〈特別作品50句 「春の鳥」鷹羽狩行〉
・道よりも橋のよごれて春の泥
…泥道と木造の橋です。白っぽい橋に残る足跡や土塊は、凌辱の跡のようにも見えます。
「春泥や道より橋のよごれゐて」という表現でも良さそうな気がします。
・啓蟄や返書を待てば訪ね来て
…「返書」がミソですね。「返事」とすると、今の時代はハガキ、電話、ファックス、またはメールか分からなくなります。「返書」とすることで時間の流れや、用件を含んだ封書であることが伝わってきます。
・目を合はすことなくなりぬ恋の猫
…飼い猫ですが、「恋猫」の本情をよく捉えています。飼い猫といえどこの時期は野性に身を委ねます。もはや家は食餌の在処に過ぎなくなります。主人と睦まじく過ごす余裕もありません。当然、恋猫が主人と目を合わせることは減ります。また恋猫に目を合わす(精神的であっても)ことに主人である作者の躊躇が感じられます。
・山を出てまだ覚めやらぬおぼろ月
…中七「まだ覚めやらぬ」は「春眠」と重なる要素があります。

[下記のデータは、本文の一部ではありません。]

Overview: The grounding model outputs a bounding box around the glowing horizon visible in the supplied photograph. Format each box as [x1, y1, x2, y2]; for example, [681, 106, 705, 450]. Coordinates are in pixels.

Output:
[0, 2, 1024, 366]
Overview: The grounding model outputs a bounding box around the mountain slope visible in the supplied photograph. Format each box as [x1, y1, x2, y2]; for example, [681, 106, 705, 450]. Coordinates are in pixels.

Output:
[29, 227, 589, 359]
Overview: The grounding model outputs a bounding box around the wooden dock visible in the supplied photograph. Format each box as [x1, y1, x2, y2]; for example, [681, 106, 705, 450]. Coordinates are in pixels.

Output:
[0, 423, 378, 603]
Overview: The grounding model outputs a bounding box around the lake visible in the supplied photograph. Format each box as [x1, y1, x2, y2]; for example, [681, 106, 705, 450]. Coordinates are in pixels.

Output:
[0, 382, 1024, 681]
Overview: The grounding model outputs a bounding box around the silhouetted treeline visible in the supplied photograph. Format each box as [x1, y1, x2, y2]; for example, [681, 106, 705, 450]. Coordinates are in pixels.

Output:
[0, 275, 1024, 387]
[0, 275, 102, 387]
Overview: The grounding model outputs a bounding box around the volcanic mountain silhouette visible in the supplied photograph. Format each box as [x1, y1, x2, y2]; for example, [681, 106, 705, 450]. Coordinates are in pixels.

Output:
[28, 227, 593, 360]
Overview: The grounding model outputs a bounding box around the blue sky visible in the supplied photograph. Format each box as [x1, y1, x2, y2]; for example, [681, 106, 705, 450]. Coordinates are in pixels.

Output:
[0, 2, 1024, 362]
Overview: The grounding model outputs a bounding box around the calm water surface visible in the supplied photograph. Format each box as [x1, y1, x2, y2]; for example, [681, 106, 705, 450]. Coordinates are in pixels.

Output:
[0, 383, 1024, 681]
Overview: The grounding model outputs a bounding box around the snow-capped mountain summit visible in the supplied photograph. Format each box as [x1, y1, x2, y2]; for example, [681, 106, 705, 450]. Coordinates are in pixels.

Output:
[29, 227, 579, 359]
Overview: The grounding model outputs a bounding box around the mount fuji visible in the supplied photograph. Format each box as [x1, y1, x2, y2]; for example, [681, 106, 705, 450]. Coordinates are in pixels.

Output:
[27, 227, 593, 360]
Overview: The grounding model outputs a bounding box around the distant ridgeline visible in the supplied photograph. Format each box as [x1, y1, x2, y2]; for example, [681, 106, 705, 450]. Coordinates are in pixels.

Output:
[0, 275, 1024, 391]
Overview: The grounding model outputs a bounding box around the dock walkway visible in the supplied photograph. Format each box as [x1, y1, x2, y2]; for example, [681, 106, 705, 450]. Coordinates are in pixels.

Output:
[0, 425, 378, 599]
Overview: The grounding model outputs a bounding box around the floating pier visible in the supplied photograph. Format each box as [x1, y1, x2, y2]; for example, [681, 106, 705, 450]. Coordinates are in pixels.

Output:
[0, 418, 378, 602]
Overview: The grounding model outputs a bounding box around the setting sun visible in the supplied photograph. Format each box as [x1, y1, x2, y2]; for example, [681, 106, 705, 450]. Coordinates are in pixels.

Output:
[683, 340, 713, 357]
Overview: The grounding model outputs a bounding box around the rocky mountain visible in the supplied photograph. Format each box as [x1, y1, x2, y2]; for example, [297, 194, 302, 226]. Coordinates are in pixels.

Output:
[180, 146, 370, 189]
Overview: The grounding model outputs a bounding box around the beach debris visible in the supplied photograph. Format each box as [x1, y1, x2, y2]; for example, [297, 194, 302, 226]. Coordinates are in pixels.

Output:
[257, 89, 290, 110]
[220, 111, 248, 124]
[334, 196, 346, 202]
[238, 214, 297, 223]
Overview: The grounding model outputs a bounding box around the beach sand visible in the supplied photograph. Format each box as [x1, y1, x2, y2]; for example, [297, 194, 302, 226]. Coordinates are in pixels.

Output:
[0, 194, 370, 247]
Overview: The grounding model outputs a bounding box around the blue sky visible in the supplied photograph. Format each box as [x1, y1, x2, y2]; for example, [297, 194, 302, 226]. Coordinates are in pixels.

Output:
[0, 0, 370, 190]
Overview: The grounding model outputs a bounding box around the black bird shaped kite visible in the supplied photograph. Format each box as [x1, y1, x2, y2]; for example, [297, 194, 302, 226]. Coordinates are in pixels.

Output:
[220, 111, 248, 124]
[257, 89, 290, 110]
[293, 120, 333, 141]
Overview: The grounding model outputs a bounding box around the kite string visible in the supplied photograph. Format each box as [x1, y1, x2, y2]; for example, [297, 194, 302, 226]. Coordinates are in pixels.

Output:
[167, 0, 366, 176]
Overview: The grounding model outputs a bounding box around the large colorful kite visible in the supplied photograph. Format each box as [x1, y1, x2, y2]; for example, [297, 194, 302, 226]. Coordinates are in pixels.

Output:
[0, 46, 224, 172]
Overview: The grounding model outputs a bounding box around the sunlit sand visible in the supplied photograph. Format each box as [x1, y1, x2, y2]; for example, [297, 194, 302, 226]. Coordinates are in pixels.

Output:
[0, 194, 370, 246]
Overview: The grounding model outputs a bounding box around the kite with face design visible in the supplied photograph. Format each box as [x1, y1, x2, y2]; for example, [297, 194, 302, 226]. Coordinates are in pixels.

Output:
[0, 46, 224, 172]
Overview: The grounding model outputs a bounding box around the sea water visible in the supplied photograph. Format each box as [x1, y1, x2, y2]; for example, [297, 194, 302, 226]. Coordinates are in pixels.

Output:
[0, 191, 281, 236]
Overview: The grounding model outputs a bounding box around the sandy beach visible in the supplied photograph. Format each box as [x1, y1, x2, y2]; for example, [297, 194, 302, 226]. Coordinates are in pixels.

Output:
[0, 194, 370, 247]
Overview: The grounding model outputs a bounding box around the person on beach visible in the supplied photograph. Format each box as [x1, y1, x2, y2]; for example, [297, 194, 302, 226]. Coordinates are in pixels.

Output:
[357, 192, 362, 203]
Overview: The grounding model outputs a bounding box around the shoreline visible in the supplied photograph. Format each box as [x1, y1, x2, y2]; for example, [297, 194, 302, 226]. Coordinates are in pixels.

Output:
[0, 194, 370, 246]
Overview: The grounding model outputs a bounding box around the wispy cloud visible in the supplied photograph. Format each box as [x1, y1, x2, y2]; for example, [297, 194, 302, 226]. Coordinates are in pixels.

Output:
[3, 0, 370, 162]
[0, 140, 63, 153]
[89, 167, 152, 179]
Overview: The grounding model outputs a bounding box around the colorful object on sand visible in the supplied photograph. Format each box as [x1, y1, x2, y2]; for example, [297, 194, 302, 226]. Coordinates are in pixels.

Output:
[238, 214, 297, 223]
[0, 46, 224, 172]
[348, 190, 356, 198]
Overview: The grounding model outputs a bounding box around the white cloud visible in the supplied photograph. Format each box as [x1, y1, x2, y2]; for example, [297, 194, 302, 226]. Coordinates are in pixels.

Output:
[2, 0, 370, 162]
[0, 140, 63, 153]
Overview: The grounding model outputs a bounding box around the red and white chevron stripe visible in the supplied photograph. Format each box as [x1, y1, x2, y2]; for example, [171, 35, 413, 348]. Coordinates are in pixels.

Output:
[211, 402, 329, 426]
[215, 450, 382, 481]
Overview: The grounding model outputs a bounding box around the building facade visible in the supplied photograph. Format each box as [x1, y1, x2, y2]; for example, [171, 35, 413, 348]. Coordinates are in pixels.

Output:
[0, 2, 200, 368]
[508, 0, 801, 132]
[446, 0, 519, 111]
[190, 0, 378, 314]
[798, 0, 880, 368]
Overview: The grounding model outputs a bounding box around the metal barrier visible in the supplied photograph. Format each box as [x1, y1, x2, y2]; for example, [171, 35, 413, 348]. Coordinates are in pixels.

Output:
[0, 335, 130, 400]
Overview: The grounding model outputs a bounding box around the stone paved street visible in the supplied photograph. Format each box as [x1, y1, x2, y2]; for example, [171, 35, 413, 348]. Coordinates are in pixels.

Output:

そのため「おぼろ月」はダメ押しの感がします。ここは「春の月」で良いかと思いました。
・只中にゐて菜の花を見てをらず
…類想感がありますが、「花菜明り」の刺激的なまでの眩しさが感じられます。
「恋猫」が一番、「啓蟄」が二番というところでしょうか。
残念ながら「機知」(直喩・擬人法など)を全て排除するくらいの「意気込み」は感じられませんでした。
〈暗唱句 ⑰〉
時候
〈春の夜-三春〉
・時計屋の時計春の夜どれがほんと 久保田万太郎
・春の夜や後添が来し燈を洩らし 山口誓子 (☆)
・春の夜のつめたき掌(て)なりかさねおく 長谷川素逝
・春の夜の浴槽(ゆぶね)に胎児との浮力 寺井谷子
・春の夜や朽ちてゆくとは匂ふこと ふけとしこ
〈春雷-三春〉
・春雷のたどたどして終りけり 細見綾子
・春雷や三代にして芸は成る 中村草田男
・春雷は空にあそびて地に降りず 福田甲子雄 (☆)
地理
〈春泥-三春〉
鴨の嘴(はし)よりたらたらと春の泥 高浜虚子
春泥に子等のちんぽこならびけり 川端茅舎 (☆)
六道(ろくどう)のどの道をいま春の泥 上田五千石
春泥の春泥らしきところ踏む 桐生正恵
〈春眠-三春〉
・金の輪の春の眠りに入りにけり 高浜虚子
・玉のせるかに春眠の童の手 上野 秦
・春眠の大き国よりかへりきし 森 澄雄
・春眠といふうす暗くほの紅(あか)く 岡本 眸 (☆)
・春眠のひとときに乳たまりけり 関根千方
植物
〈紫雲英〉
・げんげ田の鋤かるる匂ひ遠くまで 細見綾子
これで重要季語94、例句263です。